4. sumber air baku yang direncanakan adalah sumur air baku eksisting dari
Sungai Lematang, Sungai Lingsing dan mata air.
c. Pengembangan air baku untuk air bersih sebagaimana dimaksud dalam Pasal 19
ayat (1) huruf d terdiri atas :
1. pembangunan sumber dan distribusi air bersih untuk memenuhi kebutuhan air
terutama untuk kawasan industri, perdagangan, jasa, fasilitas umum dan
permukiman perkotaan; dan,
2. pengembangan IPAM di setiap ibukota kecamatan yang terdiri atas:
3. IPAM Pasar Baru terletak di Kecamatan Lahat;
4. IPAM Gunung Gajah terletak di Kecamatan Lahat; dan
5. IKK PAM Bungamas di Kecamatan Kikim Timur.
6. sumber air baku yang direncanakan adalah sumur air baku eksisting dari
Sungai Lematang dan mata air.
d. Pengembangan jaringan air minum ke kelompok pengguna sebagaimana
dimaksud dalam Pasal 19 ayat (1) huruf d, terdiri atas :
1. Pengembangan sistem jaringan primer dan sekunder dengan mengikuti pola
jaringan jalan dan peletakan bangunan; dan
2. Pembangunan bangunan pengambilan air pada sumber air baku pada sungai
lematang dan mata air.
Paragraf 6
Rencana Sistem Prasarana Lainnya
Pasal 20
(1) Rencana sistem prasarana lainnya terdiri atas :
a. sistem pengendalian erosi dan longsor; dan
b. ruang dan jalur evakuasi bencana.
(2) Sistem pengendalian erosi dan longsor sebagaimana dimaksud pada ayat (1) huruf
a, terdiri atas :
a. melakukan penghijauan dan/atau penanaman vegetasi yang mampu menahan
erosi pada lahan-lahan berlereng dengan kategori agak curam, curam dan sangat
curam yang memiliki kemiringan mulai 25 persen hingga lebih dari 40 persen;
b. melakukan rekayasa teknik berupa pembangunan tembok penyokong (talud)

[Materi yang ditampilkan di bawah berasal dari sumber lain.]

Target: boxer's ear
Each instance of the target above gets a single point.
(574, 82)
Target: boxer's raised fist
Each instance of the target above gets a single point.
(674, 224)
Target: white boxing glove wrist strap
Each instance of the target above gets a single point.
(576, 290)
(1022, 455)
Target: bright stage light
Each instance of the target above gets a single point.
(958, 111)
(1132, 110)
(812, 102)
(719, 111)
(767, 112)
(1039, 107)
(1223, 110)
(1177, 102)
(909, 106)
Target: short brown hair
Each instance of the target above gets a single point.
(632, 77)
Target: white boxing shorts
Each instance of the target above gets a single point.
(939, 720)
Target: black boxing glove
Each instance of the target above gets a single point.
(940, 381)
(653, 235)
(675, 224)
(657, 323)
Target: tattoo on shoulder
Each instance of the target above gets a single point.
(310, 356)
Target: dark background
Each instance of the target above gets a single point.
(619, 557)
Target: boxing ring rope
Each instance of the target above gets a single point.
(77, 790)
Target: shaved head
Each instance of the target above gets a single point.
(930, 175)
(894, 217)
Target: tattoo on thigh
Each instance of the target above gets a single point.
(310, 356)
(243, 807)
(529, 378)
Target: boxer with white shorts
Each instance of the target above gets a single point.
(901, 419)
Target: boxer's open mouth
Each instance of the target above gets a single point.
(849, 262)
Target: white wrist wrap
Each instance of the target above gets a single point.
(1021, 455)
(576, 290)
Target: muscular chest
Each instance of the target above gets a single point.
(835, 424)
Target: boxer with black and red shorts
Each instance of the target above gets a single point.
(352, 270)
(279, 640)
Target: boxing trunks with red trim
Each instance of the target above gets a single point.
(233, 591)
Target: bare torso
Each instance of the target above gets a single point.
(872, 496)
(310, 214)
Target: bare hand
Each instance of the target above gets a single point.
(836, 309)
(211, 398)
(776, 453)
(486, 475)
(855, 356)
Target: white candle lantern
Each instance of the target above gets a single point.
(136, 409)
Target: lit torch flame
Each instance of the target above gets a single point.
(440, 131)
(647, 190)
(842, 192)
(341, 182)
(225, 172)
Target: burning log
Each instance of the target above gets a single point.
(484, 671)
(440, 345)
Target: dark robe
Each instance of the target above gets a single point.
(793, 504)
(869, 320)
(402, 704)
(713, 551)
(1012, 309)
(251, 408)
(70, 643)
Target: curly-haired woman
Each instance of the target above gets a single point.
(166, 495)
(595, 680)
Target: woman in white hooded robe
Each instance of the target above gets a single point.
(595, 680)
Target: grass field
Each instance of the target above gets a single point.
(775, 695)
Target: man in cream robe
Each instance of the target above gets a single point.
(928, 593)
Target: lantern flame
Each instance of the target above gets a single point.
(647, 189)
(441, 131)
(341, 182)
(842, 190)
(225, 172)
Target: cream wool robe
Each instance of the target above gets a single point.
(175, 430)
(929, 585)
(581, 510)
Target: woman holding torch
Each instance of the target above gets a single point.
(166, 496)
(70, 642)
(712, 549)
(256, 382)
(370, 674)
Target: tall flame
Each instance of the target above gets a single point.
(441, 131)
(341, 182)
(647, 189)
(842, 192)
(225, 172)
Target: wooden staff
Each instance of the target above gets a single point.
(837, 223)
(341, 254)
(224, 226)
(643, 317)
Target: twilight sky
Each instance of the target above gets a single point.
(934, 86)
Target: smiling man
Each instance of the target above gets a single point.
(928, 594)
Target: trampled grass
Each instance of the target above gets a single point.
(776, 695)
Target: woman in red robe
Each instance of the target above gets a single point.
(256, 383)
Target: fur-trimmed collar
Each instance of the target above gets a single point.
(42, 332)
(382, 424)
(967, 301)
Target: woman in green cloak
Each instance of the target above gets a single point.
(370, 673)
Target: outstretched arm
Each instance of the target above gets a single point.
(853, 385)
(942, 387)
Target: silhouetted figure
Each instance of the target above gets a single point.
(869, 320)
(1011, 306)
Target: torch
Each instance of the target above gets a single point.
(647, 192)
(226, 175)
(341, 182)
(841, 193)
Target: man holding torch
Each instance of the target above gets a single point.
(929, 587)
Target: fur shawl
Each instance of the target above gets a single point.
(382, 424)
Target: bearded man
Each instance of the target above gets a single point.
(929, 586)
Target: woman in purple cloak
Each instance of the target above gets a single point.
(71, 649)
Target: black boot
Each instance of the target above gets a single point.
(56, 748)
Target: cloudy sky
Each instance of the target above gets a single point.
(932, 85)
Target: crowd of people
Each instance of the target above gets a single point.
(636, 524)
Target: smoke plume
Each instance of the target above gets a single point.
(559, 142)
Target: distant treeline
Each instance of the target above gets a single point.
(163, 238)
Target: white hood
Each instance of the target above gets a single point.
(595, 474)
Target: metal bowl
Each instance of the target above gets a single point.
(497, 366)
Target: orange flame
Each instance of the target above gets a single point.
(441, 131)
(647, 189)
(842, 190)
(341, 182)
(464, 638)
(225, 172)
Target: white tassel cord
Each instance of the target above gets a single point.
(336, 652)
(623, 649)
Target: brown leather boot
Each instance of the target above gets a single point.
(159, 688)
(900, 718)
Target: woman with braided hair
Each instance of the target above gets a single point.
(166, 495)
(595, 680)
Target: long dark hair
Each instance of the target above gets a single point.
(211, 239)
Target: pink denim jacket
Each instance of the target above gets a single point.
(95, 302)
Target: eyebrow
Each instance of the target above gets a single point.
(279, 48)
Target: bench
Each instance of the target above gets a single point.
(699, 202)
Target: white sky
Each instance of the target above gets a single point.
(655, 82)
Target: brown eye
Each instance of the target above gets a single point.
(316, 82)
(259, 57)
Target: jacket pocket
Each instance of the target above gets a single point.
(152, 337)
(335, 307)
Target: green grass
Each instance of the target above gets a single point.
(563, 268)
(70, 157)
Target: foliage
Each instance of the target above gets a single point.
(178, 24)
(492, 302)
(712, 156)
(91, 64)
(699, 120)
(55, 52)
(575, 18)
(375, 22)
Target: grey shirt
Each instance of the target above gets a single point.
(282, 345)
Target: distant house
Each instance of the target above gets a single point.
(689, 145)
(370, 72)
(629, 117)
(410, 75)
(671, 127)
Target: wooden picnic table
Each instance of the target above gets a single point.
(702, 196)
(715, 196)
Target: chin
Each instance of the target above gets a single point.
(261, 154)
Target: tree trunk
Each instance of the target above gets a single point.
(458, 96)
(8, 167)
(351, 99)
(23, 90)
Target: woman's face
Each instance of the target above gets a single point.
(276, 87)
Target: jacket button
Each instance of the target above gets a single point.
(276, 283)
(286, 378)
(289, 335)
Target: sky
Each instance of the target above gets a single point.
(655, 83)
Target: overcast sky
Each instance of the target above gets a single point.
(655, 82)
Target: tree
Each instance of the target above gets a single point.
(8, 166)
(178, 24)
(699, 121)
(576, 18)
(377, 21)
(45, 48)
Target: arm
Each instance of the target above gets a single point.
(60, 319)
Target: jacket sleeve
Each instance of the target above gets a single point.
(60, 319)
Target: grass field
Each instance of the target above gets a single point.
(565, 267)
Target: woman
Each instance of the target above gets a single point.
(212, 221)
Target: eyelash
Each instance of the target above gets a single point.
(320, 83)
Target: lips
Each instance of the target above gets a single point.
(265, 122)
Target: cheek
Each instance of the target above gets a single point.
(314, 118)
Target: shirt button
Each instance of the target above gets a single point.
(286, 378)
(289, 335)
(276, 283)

pada lahan-lahan berlereng dengan kategori agak curam, curam dan sangat
curam yang memiliki kemiringan mulai 25 persen hingga lebih dari 40 persen;
c. melakukan pembangunan konstruksi penahan (tanggul) sebagai pengaman pada
lokasi-lokasi yang diindikasi memiliki kerawanan terjadinya erosi dan longsor; dan
d. melakukan pelandaian atau penyesuaian tingkat kecuraman lereng pada lokasi-
lokasi yang dimungkinkan.
(3) Ruang dan jalur evakuasi bencana sebagaimana dimaksud pada ayat (1) huruf b,
terdiri atas:
a. pemanfaatan ruang terbuka hijau dan sarana fasilitas sosial dan umum sebagai
salah satu kawasan evakuasi; dan
b. mengintegrasikan/menghubungkan jalan eksisting dan menambah jalan baru
sebagai rencana jalur penyelamatan dengan fasilitas perlindungan dan sistem
kota/wilayah secara umum.
Bagian Ketiga
Rencana Penanggulangan Bencana
Pasal 21
(1) Rencana penanggulangan bencana terdiri atas :
a. sistem pengendalian banjir;
b. sistem pengendalian erosi dan longsor; dan
c. pemanfaatan ruang terbuka hijau dan sarana fasilitas sosial dan umum sebagai
salah satu kawasan evakuasi.
(2) Sistem pengendalian banjir sebagaimana dimaksud pada ayat (1) huruf a, terdiri
atas :
a. pendekatan secara struktural yang terdiri atas :
1. upaya mempertahankan kondisi hidrologis daerah tangkapan sungai yang
memungkinkan sebagian besar air hujan dapat terserap kedalam tanah;
2. memperbaiki dan meningkatkan kapasitas penampang sungai; dan
3. mengembangkan sistem drainase yang menyebabkan aliran air lancar.
b. pengendalian banjir dengan cara non struktural yang terdiri atas :
1. menerapkan penataan ruang secara ketat;
2. menerapkan pembangunan perumahan dengan tipe yang sesuai untuk
daerah banjir; dan
3. meningkatkan kepedulian masyarakat terhadap bahaya banjir dan degradasi
lingkungan.
(3) Sistem pengendalian erosi dan longsor sebagaimana dimaksud pada ayat (1) huruf
b, terdiri atas :
a. melakukan penghijauan dan atau penanaman vegetasi yang mampu menahan
erosi;
b. melakukan rekayasa teknik berupa pembangunan tembok penyokong (talud)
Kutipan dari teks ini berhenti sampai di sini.